DATASCRAPING/CODING

LATENT IMAGE ANIMATOR

Duration

Spring 2025

1 month

DATA SCRAPING & LATENT MOTION

Tools

Terminal, LIA, Python

Project Overview

This project explores web scraping methods to collect large datasets and experiment with different ways to visualize them. To approach this, I wanted to work with a dataset that was both engaging and rich in visual potential. Being interested in boxing and Muay Thai, I found an online archive containing photos of title fights from 1964 to 2025. This dataset provided a unique opportunity to analyze decades of combat sports history through imagery, allowing me to experiment with different ways to represent trends, patterns, and narratives within the sport. By extracting and organizing this data, I wanted to explore how visual elements, such as color, motion, and composition, can convey information beyond traditional charts and graphs.

Initial Data Scraping

Using ParseHub, I scraped data from Sport Photo Gallery to compile an archive of boxing title fight images from 1964 to 2025. To capture the data effectively, I ran two separate web scrapers: one to extract images only and another to include both images and fight names. Below, I’ve attached a screenshot of my workflow on ParseHub to illustrate the process.

Data Visualization

I used Jupyter Notebook to perform data visualization on image datasets using multiple dimensionality reduction techniques, including t-SNE (t-Distributed Stochastic Neighbor Embedding), Pyramid (multi-scale image representation), CNN (Convolutional Neural Networks feature extraction), and UMAP (Uniform Manifold Approximation and Projection). These methods allowed for effective high-dimensional data exploration by projecting the image feature spaces into lower dimensions for visualization.

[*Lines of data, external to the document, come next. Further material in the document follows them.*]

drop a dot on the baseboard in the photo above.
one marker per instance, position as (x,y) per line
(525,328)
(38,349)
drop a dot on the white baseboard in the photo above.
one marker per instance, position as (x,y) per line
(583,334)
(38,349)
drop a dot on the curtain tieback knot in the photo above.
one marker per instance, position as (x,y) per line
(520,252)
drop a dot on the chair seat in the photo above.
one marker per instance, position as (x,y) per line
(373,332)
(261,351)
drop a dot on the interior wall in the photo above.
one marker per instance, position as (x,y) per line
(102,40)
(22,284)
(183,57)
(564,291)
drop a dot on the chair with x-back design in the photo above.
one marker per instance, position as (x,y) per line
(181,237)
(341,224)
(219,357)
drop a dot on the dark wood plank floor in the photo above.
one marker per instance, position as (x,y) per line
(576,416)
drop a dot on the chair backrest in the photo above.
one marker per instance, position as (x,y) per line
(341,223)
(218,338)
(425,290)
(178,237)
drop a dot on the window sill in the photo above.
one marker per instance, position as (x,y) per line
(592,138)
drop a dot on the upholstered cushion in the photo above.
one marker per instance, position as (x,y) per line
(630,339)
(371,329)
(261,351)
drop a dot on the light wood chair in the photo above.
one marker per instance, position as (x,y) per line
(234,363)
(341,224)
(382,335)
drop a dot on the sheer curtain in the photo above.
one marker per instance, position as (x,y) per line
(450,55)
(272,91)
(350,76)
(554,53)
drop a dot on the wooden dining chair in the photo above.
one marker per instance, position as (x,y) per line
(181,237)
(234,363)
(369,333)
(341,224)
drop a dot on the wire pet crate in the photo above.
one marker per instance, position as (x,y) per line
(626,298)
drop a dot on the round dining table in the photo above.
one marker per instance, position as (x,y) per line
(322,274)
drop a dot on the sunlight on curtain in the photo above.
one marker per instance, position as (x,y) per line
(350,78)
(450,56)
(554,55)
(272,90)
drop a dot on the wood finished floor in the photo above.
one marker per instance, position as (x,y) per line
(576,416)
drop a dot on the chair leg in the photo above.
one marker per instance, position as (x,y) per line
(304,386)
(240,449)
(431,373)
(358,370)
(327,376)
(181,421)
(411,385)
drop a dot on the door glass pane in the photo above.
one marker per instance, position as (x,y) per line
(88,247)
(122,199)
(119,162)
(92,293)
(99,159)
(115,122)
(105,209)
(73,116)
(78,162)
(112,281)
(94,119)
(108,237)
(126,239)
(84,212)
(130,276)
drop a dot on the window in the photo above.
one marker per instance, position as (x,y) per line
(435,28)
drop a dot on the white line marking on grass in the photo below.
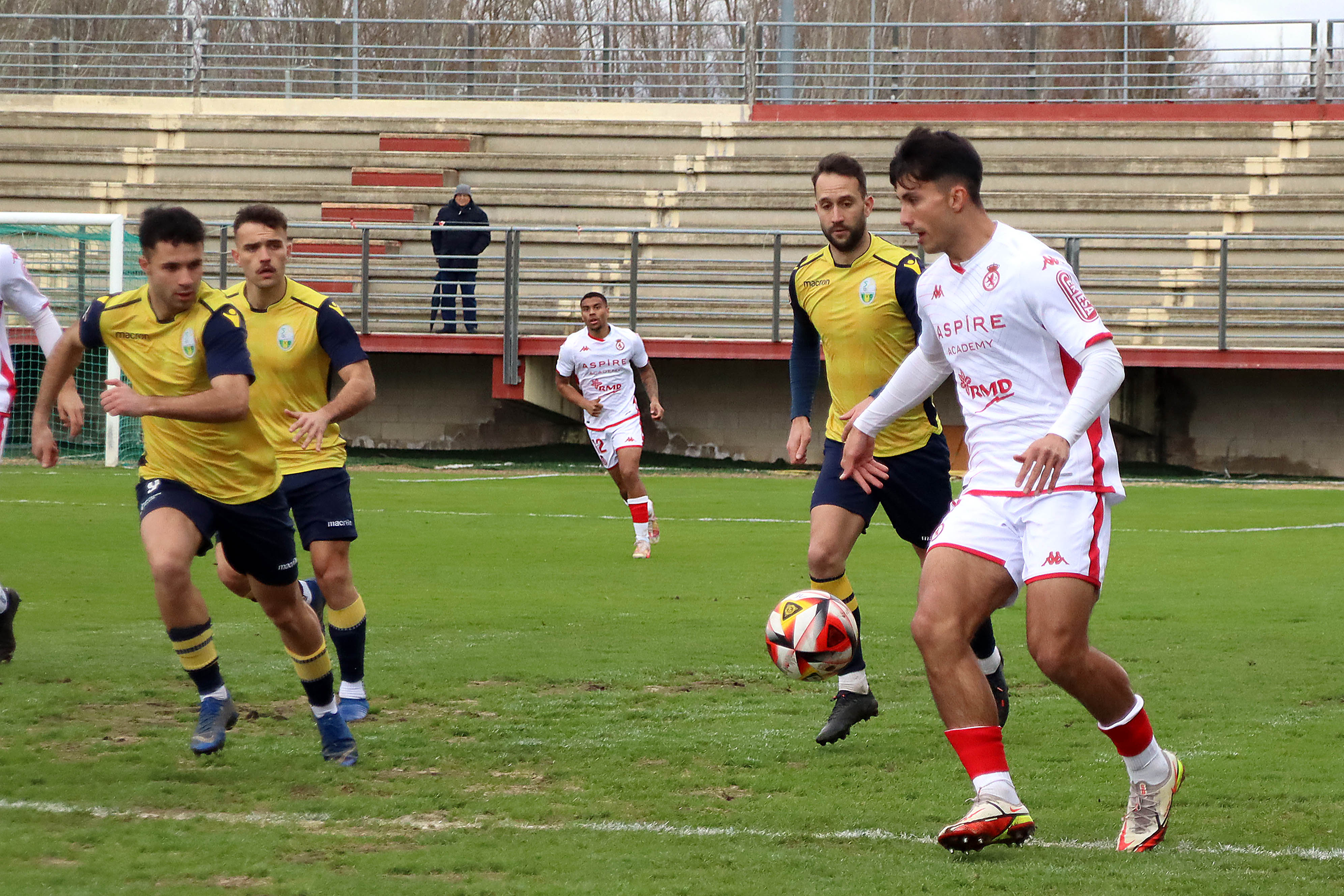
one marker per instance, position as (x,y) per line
(439,822)
(486,479)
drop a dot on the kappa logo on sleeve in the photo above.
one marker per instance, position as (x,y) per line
(1074,293)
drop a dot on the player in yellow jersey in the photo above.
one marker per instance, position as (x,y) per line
(207,468)
(855,300)
(298,338)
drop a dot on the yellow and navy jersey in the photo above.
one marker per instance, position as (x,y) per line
(866,320)
(295,346)
(230,463)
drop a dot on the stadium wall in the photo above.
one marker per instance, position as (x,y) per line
(1242,421)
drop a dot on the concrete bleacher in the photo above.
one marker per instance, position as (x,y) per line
(1190,180)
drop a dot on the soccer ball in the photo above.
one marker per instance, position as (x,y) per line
(811,636)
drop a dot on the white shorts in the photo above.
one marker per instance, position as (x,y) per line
(1047,536)
(625,435)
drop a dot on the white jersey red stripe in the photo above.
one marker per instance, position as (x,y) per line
(1011,321)
(605,371)
(19,293)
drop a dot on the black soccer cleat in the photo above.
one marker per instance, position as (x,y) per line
(850,708)
(7,625)
(999,688)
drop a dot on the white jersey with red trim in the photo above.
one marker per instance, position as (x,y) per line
(1010,321)
(605,370)
(21,295)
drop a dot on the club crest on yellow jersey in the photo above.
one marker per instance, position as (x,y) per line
(867,291)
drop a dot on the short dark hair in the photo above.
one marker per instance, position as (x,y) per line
(170,225)
(934,156)
(261,214)
(843,164)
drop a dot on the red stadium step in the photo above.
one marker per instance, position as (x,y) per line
(331,287)
(394,213)
(344,248)
(429,143)
(435,178)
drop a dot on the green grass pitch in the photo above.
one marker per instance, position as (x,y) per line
(557,718)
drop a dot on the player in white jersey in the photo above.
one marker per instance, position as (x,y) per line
(1035,371)
(19,293)
(596,371)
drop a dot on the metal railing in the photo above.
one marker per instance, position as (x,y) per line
(670,61)
(1214,291)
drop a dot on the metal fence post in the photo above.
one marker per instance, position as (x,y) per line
(512,258)
(1222,295)
(84,260)
(224,257)
(635,277)
(1318,65)
(607,61)
(363,283)
(775,317)
(354,50)
(471,58)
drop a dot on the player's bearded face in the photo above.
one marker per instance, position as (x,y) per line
(843,212)
(174,272)
(262,253)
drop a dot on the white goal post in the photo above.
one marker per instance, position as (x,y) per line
(116,226)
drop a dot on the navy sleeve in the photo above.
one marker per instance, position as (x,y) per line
(225,343)
(906,279)
(804,359)
(90,326)
(483,237)
(338,338)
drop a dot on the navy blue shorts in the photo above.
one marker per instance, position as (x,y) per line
(916,495)
(258,538)
(322,506)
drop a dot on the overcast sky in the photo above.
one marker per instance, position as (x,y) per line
(1262,10)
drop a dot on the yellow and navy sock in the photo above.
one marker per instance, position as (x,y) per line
(195,647)
(315,673)
(348,628)
(840,588)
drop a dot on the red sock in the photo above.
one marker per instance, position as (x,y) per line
(980,750)
(639,510)
(1133,735)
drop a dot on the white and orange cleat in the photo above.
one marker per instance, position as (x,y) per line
(991,820)
(1150,811)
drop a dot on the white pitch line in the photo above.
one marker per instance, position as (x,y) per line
(486,479)
(436,822)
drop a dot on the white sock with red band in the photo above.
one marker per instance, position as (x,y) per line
(640,516)
(1136,745)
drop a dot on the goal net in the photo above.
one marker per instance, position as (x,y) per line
(73,260)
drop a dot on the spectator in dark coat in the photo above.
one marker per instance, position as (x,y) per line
(456,252)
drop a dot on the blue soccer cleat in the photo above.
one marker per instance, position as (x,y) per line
(353,708)
(338,744)
(217,718)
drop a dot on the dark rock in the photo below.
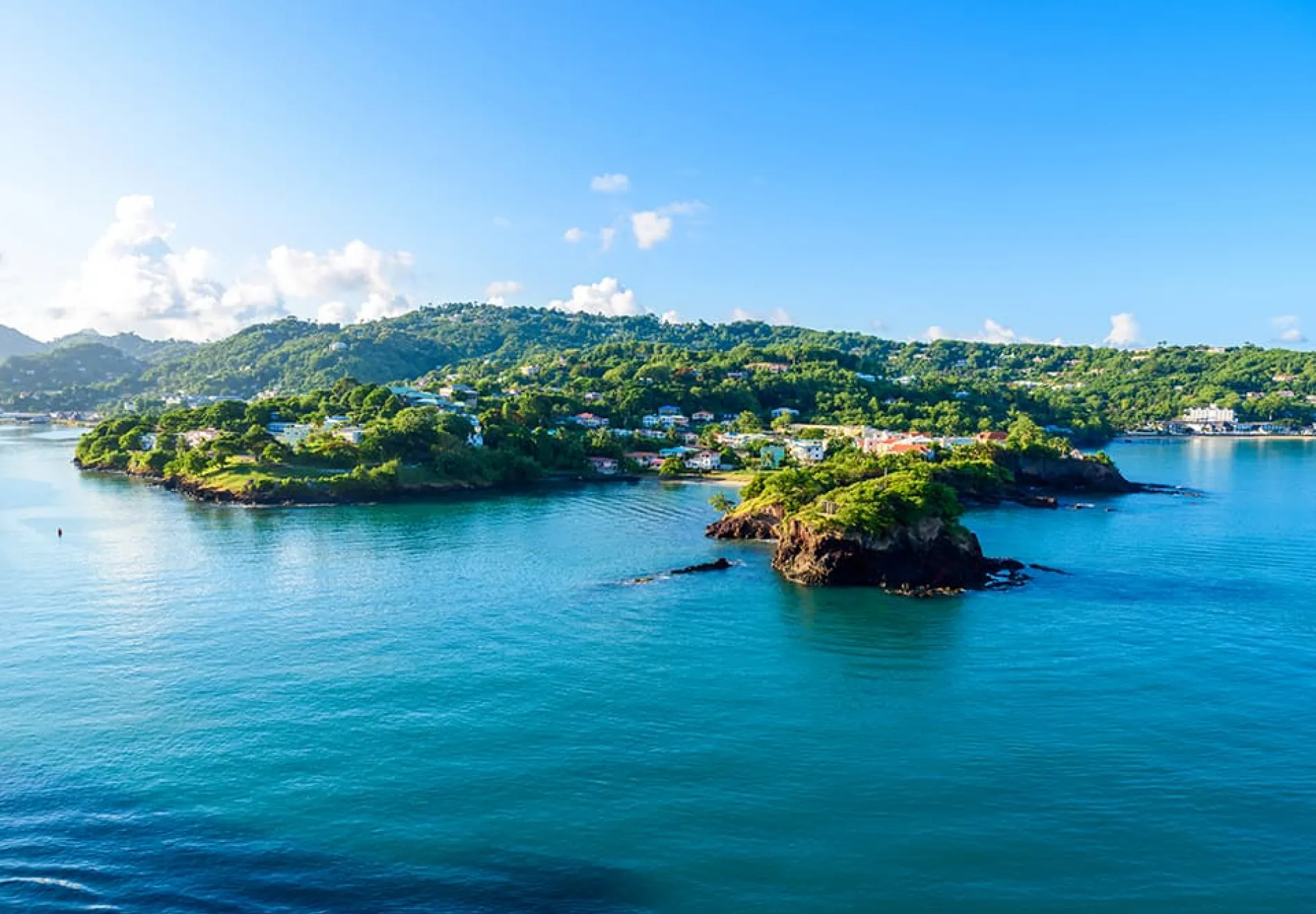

Chronological Data Visualization

This part of the project focuses on creating a chronologically organized video that sequences all images by year, from the earliest to the latest. Using Python and OpenCV, the images are first sorted based on their metadata (such as file names, EXIF data, or manually provided timestamps). The sorted images are then compiled into a video, ensuring a smooth and visually coherent transition from one year to the next.

date sorter code provided below:

import json
import re
import pandas as pd

# Load the JSON file
file_path = "/Users/thipopp21/Desktop/run_results.json"
with open(file_path, "r") as f:
data = json.load(f)

# Extract the list from the JSON file
image_list = data.get("selection3", []) # Ensure it retrieves the correct list

# Function to extract the year from the title
def extract_year(text):
match = re.search(r"\b(18\d{2}|19\d{2}|20\d{2})\b", text) # Match years from 1800–2099
return int(match.group(0)) if match else None # Return year as an integer or None if not found

# Process the list to extract years
sorted_images = [
{
"image": item["image"],
"title": item["selection4"],
"year": extract_year(item["selection4"])
}
for item in image_list
]

# Remove entries where no year was found
sorted_images = [img for img in sorted_images if img["year"] is not None]

# Sort the list by year (oldest to newest)
sorted_images.sort(key=lambda x: x["year"])

# Save the sorted list to a new JSON file
sorted_file_path = "/Users/thipopp21/Desktop/sorted_images.json"
with open(sorted_file_path, "w") as f:
json.dump(sorted_images, f, indent=4)

# Convert to DataFrame and save as CSV
df = pd.DataFrame(sorted_images)
df.to_csv("sorted_images.csv", index=False)

print(f"Sorted images saved to {sorted_file_path}")

Initial Result

Edited Video

The final output of my project is a one-minute animated video depicting a boxing match, created by sequencing a series of still images. To maintain a cohesive visual experience, I rendered the video in monotone that the audience remains focused on the movement and intensity of the fight rather than being distracted by the colors from different images. Additionally, I refined the animation by cutting out certain frames from the initial sequence. This eliminated abrupt transitions and enhanced the overall fluidity of the motion.

I wish I had started with a dataset that had more visual coherence. While I aimed to capture the intensity of a boxing fight, the variations in the original images made it challenging to create 'seamless' transitions. Converting everything to monotone helped unify the visuals, but I still had to cut certain frames to smooth out the motion.

After learning this technique, I’m excited to apply it to future projects with a more carefully curated dataset. I’d definitely want to animate something where the transitions feel more natural and fluid, allowing for a smoother, more immersive visual experience.